Pertempuran sengit di Suriah Utara ketika pasukan Kurdi menyerbu balik teroris ISIS yang menjebol penjara di kota Hasakah, Suriah Utara. Milisi Kurdi penguasa wilayah itu mengatakan sisa-sisa teroris ISIS yang bertahan di penjara akan menghadapi serangan habis-habisan jika tidak segera menyerah. (Sumber: Arab News)

Aktivis hak asasi manusia dan beberapa organisasi bantuan mengatakan, anak laki-laki pengungsi yang ditahan di penjara itu paling muda diperkirakan berusia 10 tahun, sementara pejabat SDF mengatakan mereka berusia antara 14 hingga 17 tahun.
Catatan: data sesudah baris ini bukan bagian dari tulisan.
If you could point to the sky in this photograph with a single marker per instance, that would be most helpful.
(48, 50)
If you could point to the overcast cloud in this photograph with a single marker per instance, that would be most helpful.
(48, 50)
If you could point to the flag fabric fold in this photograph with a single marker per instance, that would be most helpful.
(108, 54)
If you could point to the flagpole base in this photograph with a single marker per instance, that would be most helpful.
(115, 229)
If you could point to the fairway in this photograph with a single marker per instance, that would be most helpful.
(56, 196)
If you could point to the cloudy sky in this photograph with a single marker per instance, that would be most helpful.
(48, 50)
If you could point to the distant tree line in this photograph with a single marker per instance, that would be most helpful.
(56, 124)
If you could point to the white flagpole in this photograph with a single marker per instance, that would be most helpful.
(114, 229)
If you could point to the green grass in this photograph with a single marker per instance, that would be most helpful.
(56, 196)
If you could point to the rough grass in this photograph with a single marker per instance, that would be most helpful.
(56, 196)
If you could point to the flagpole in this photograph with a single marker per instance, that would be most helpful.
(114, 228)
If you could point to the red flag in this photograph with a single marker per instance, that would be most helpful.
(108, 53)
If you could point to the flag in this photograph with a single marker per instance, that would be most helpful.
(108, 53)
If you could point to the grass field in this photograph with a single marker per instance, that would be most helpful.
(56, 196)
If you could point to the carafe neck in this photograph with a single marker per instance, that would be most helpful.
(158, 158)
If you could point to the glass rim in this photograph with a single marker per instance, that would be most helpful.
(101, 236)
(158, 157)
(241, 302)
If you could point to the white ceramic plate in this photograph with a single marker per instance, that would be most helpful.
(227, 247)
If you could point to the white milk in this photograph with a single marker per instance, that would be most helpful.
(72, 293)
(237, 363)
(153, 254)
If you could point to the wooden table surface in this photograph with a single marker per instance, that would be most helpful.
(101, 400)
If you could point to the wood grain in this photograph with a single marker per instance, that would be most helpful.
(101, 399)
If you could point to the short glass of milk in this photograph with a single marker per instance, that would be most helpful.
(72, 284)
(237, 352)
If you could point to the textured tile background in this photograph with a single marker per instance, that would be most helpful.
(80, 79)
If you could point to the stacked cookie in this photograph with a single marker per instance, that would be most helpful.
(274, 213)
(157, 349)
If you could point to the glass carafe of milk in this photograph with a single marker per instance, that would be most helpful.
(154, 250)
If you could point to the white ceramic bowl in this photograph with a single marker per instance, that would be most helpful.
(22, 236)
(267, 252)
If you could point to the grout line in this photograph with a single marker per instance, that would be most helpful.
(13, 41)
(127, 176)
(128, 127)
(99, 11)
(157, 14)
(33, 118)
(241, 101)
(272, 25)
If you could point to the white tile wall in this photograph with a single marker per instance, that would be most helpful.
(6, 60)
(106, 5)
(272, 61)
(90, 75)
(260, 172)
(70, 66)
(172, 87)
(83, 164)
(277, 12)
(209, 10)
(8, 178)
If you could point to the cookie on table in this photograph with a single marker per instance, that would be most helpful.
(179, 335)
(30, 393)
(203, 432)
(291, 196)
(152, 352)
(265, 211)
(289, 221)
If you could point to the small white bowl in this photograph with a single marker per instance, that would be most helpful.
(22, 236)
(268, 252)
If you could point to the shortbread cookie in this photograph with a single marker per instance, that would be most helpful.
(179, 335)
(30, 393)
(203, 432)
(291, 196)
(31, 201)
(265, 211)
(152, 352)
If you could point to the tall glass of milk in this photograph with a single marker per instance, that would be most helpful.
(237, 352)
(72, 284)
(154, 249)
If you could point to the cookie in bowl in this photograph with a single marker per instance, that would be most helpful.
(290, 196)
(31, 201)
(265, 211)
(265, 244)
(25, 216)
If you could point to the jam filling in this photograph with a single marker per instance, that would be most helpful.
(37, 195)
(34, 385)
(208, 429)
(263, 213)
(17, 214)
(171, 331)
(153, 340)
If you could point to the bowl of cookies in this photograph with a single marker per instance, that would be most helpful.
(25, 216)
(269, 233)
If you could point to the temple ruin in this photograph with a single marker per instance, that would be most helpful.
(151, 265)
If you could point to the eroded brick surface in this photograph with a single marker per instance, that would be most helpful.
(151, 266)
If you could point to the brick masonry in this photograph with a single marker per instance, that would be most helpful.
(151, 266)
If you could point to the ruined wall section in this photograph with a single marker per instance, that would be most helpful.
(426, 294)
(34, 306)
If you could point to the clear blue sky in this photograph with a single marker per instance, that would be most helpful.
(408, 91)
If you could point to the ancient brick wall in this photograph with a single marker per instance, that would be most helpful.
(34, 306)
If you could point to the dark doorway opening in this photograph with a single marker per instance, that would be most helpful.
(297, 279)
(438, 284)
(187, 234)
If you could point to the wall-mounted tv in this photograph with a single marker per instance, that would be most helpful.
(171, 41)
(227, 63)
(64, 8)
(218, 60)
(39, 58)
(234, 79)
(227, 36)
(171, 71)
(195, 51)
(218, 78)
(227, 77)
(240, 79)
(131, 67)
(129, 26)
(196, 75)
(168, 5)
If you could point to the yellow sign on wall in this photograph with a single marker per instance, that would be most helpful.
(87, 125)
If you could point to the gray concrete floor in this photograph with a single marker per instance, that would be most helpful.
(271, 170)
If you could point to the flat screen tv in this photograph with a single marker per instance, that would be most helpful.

Tidak jelas apakah semua anak laki-laki itu sudah dihitung dan apakah ada korban di antara mereka.

Semua dibawa sebagai anak-anak oleh orang tua mereka untuk bergabung dengan ISIS, dengan beberapa dipaksa oleh ISIS untuk menjadi tentara anak.

Selama pertempuran satu minggu untuk merebut kembali penjara, koalisi pimpinan Amerika Serikat yang memerangi ISIS melakukan serangan udara, dan sejumlah kecil pasukan darat Amerika Serikat dikirim untuk membantu SDF merebut kembali penjara.

Badan anak-anak Perserikatan Bangsa-Bangsa, UNICEF, mengatakan, pertempuran memaksa 45.000 orang di kota berpenduduk 1 juta ini meninggalkan rumah mereka, kebanyakan dari mereka wanita dan anak-anak.

Beberapa mengungsi untuk tinggal bersama kerabat, sementara yang lain berakhir di tempat penampungan pengungsi di kota.